EST analysis in barley defines a unigene set comprising 4,000 genes

Abstract
We report the generation of 13,109 EST (Expressed Sequence Tag) sequences from barley as a first step towards the generation of a unigene set for this organism. Sequences were generated from three libraries encompassing 7,568 cDNA clones. Comparisons to nucleic acid and protein sequence databases enabled the assignment of putative functions to the mRNAs. The results of the searches against protein databases were parsed and built into a regularly updated database, available over the World Wide Web. The Stack_Pack clustering system has been applied to survey the level of redundancy, which was calculated to amount to 69%, thus we identified 4,000 different barley genes.

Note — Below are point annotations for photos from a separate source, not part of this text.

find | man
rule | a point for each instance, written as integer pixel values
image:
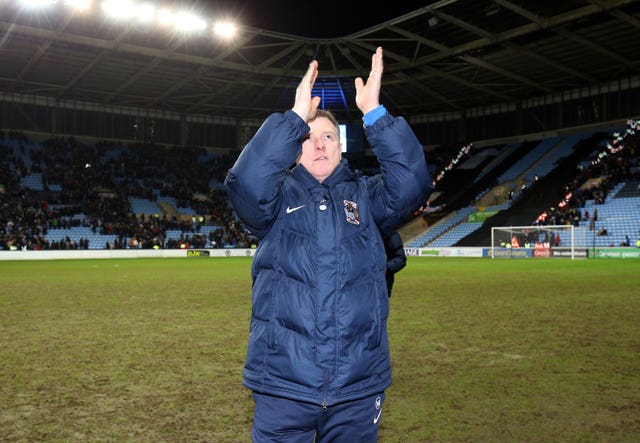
(318, 356)
(396, 257)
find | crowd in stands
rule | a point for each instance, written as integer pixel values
(617, 162)
(90, 186)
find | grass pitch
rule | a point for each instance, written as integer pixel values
(482, 351)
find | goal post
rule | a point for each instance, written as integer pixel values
(535, 241)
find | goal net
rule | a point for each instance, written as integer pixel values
(537, 241)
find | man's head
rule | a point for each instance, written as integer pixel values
(321, 148)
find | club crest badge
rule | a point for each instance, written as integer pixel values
(351, 211)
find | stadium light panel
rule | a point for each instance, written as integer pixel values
(78, 5)
(119, 9)
(224, 29)
(188, 22)
(37, 4)
(145, 13)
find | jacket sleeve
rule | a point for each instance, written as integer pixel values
(253, 184)
(404, 182)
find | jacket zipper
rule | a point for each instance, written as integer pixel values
(325, 403)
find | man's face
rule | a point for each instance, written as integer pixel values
(321, 150)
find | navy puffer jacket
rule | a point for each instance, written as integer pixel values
(320, 305)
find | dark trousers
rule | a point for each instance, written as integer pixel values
(277, 419)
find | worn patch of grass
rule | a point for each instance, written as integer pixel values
(482, 350)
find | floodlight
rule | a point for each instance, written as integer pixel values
(120, 9)
(188, 22)
(36, 4)
(165, 16)
(145, 12)
(224, 29)
(78, 5)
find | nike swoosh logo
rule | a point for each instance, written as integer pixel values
(375, 419)
(290, 209)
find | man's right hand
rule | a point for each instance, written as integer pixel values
(305, 105)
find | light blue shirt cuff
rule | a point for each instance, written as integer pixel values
(372, 116)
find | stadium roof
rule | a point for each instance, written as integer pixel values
(446, 56)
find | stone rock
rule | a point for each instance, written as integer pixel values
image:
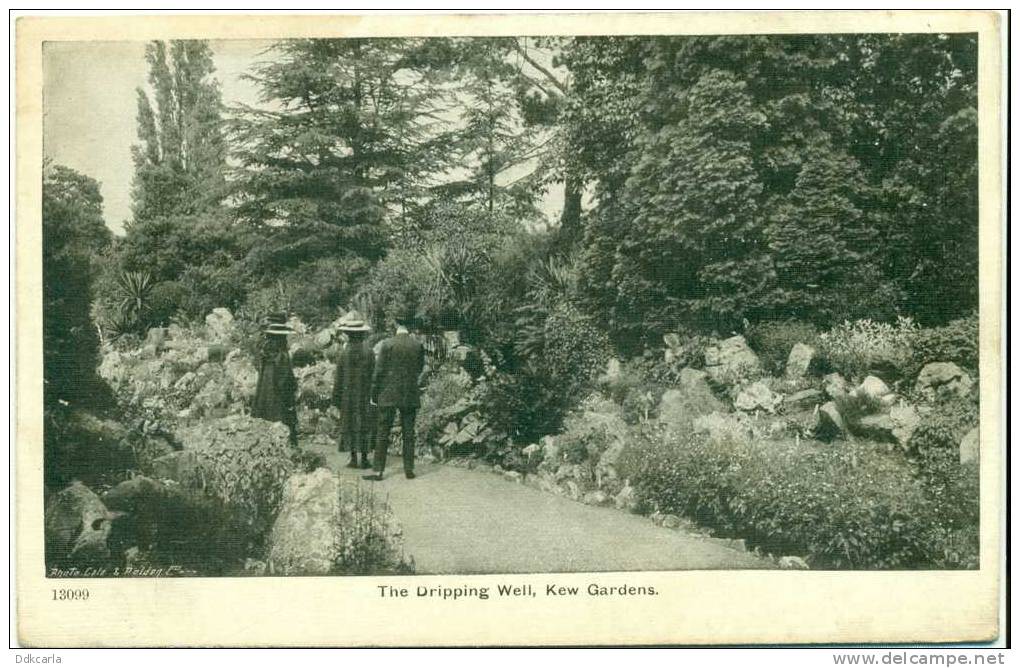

To prove the usability of the results of the clustering process for further experiments, we subjected alignments with sequences similar to elongation factor 1 alpha to additional analysis. These sequences represented the largest group with identical putative functions (228 members) and clustering based on the analysis of 3´ sequences subdivided the group into five different assemblies. Alignments of the consensus sequences facilitated the development of PCR assays suitable for genetic mapping of four of the different gene-family members, which reside on chromosomes 2H, 4H and 5H, thus demonstrating the suitability of the cluster-results as a basis for in-depth analyses of barley gene families.